Stolper e Bucholz hanno inoltre compilato un altro proxy anch'esso pensato per riflettere lo stato di ossidazione della fonte del mantello di magma ad arco. rassicurante, questo record indipendente ha prodotto risultati simili al record dello stato di ossidazione del ferro. Basato su questo, i ricercatori propongono che l'ossigenazione dell'oceano profondo abbia avuto un impatto non solo sulla superficie terrestre e sugli oceani, ma abbia anche cambiato la geochimica di una grande classe di rocce ignee.
Questo lavoro integra la precedente ricerca di Bucholz che esamina i cambiamenti nelle firme di ossidazione dei minerali nelle rocce ignee associate al primo evento di ossigenazione 2,3 miliardi di anni fa. Ha raccolto di tipo sedimentario, o tipo S, graniti, che si formano durante la sepoltura e il riscaldamento dei sedimenti durante la collisione di due masse continentali, ad esempio, nell'Himalaya, dove il subcontinente indiano si scontra con l'Asia.

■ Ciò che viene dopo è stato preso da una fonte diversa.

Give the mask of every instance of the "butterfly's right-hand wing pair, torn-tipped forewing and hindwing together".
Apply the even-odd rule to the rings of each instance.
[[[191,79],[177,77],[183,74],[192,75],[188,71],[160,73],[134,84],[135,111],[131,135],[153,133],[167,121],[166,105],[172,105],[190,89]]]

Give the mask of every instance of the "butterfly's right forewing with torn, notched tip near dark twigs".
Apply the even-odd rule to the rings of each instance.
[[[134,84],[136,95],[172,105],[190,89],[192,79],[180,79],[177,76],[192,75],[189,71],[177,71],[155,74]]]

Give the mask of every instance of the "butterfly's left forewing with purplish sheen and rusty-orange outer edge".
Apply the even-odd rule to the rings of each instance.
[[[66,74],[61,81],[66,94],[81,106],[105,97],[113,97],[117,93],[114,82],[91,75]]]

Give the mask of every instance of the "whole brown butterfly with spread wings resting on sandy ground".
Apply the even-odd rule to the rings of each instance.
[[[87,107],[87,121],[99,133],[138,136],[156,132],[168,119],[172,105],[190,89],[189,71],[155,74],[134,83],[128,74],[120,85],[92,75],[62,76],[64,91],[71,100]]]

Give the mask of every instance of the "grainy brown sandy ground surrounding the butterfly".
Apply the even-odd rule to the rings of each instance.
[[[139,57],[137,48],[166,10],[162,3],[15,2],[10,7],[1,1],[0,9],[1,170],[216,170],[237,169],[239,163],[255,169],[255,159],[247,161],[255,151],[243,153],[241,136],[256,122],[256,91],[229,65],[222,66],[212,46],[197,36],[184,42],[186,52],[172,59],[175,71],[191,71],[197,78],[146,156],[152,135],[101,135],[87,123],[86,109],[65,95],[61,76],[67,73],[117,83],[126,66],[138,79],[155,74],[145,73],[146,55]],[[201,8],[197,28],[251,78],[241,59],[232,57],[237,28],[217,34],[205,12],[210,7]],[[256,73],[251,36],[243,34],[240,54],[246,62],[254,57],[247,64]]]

"I graniti rappresentano sedimenti fusi che si sono depositati sulla superficie della Terra. Volevo testare l'idea che i sedimenti potessero ancora registrare il primo aumento di ossigeno sulla Terra, nonostante sia stato riscaldato e fuso per creare granito, "dice. "E in effetti, lo fa."
Entrambi gli studi parlano della forte connessione tra la geologia della Terra e la vita che fiorisce su di essa, lei dice. "L'evoluzione del pianeta e della vita su di esso sono intrecciate. Non possiamo capire l'una senza capire l'altra, "dice Bucholz.
Il PNAS lo studio è intitolato "L'aumento dal neoproterozoico al primo fanerozoico nello stato redox dell'arco insulare dovuto all'ossigenazione dell'oceano profondo e all'aumento dei livelli di solfato marino".